CSS encoding
| Project: | EPUB Maintenance |
| Component: | Open Publication Structure (OPS) |
| Category: | bug report |
| Priority: | normal |
| Assigned: | PSorotokin |
| Status: | completed @ 2.0.1 |
Jump to:
Like XML, CSS allows multiple encodings and explicitly say in the spec "This specification does not mandate which character encodings a user agent must support." I think it is an oversight that we did not explicitly mandate UTF-8 and UTF-16 support and did not limit possible encodings to these two.
Since this is not likely to be a controvertial issue and we want to finish this iteration quickly, I am taking libery of creating this issue, assigning this it to myself and proposing its resolution in on shot.
I propose we resolve it by adding section to OPS spec:
1.4.1.5 CSS Requirements
External CSS stylesheets reference by OPS documents must use UTF-8 or UTF-16 encoding.

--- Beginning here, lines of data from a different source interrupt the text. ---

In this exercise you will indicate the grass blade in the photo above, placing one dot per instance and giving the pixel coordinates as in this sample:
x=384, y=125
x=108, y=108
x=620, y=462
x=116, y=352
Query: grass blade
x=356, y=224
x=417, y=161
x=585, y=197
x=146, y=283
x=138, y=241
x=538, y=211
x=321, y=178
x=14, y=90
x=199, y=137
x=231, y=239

and adding item "v" to section 1.4.2 (BOM language is needed to clarify ASCII compatibility):
v. correctly process CSS stylesheets in both UTF-8 and UTF-16 encoding with or without byte order mark (BOM).
- Login to post comments

Comments
#1
I strongly agree.
#2
#3
Are encodings other than UTF-8 or UTF-16 disallowed?
#4
I agree also. If the other documents in epub have to be utf-8 or -16, then they all should be the same for the sake of our sanity. I am writing an epub creation program (for fun and personal use), and my mind was blown that my Sony Reader wouldn't use my stylesheet since it was encoded in utf-16.
#5
I agree that UTF-8 and UTF-16 should be allowed and that no other encodings should be allowed.
However, I think that we have to further consider the BOM and the @charset rule.
First, UTF-16 has three charset names: "UTF-16LE", "UTF-16BE", and "UTF-16"., where "UTF-16BE"
and "UTF-16LE" disallow the BOM, but "UTF-16" allows it. I believe that we can mandate the use
of the BOM for UTF-16 for CSS stylesheets in EPUB, but some Unicode expert might disagree.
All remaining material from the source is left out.